If any CMS service cannot be found at default location, you need to provide a URL to it in the config, so other services will know where to find it. As in the example, Next.js server will still look for API server at default http://localhost:4016. To fix the issue specify apiUrl in the cmsconfig.json. In example with load balancing, you need to set public address of Nginx webserver. Place this config on machines with other services, such as Next.js or Admin panel. If you configured Nginx with your domain, and you planning for it to do load-balancing then:

diff: cmsconfig.json
 {+  "apiUrl": "example.com",   "orm": {

3. Setup interservice authentication#

Data requests from Next.js server contain a token in headers, so API server can serve private data (settings of Plugins configured in admin panel may contain secret API tokens for integrated services: Stripe, etc, so it is protected by authentication). For authentication to work you need to add serviceSecret in cmsconfig.json as described in configuration doc.

diff: cmsconfig.json
 {   "apiUrl": "example.com",+  "serviceSecret": "your-secret",   "orm": {

Place this config on all machines

4. User authentication#

User authentication, such as in Admin panel, works via JWT. This method requires to have same secrets on all machines with API server.

diff: cmsconfig.json
 {   "apiUrl": "example.com",   "serviceSecret": "your-secret",+  "accessTokenSecret": "your-secret1",+  "refreshTokenSecret": "your-secret2",   "orm": {

5. Run servers on all machines#

Run npx crw s --sv s to launch only API server. First time you can launch it this way to see server logs and ensure there's no errors. To run the server in background add flag -d to start in detached from terminal mode: npx crw s --sv s -d.

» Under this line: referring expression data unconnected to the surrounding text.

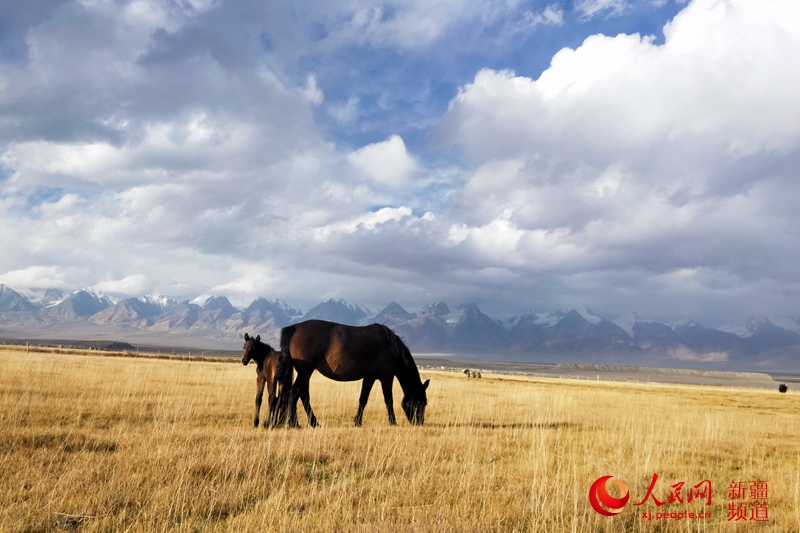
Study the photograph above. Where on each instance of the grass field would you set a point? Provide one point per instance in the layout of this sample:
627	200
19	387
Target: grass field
91	443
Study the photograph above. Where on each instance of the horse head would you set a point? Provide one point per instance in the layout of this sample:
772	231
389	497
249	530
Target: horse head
414	406
250	348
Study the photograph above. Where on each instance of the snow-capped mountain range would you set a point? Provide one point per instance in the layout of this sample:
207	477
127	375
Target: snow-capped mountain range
572	335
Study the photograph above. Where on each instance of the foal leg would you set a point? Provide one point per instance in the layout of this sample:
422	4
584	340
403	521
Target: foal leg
366	387
259	395
306	399
386	385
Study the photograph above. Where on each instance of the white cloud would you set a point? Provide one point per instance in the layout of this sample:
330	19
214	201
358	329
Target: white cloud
387	162
133	284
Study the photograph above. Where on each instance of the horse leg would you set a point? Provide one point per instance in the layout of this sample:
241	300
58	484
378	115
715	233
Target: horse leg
386	385
272	420
259	394
306	399
300	384
366	387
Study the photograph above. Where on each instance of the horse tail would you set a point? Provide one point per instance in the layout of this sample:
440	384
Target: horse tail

6. Configure load balancer#

If you are decided to use Nginx as load-balancer then you need to modify Nginx config to enable Round Robin method:

diff: nginx.conf
 http {   upstream api {-    server 127.0.0.1:4016;+    server server1-address:4016;+    server server2-address:4016;   }

Multiple instances on one machine#

For smaller websites it also can be beneficial to set up load balancing on one machine if it has enough RAM. 2 GB or more can be sufficient.

In one project just run servers on different ports with commands:

npx crw s --sv s -p 4016npx crw s --sv s -p 4017

Edit Nginx config:

diff: nginx.conf
 http {   upstream api {     server 127.0.0.1:4016;+    server 127.0.0.1:4017;   }

Provide URL to the server group:

diff: cmsconfig.json
 {+  "apiUrl": "example.com",   "orm": {

No further configuration with tokens is required, since tokens will be synchronized inside one project.

Caveats#

CMS services must have an access to the same file system. For example, a user can install a plugin or upload a file. If you host API servers on different machines, you need to configure a third party service that will emulate a shared file system for all of them.

For example, you can host on AWS EC2 and configure EFS for EC2 instances.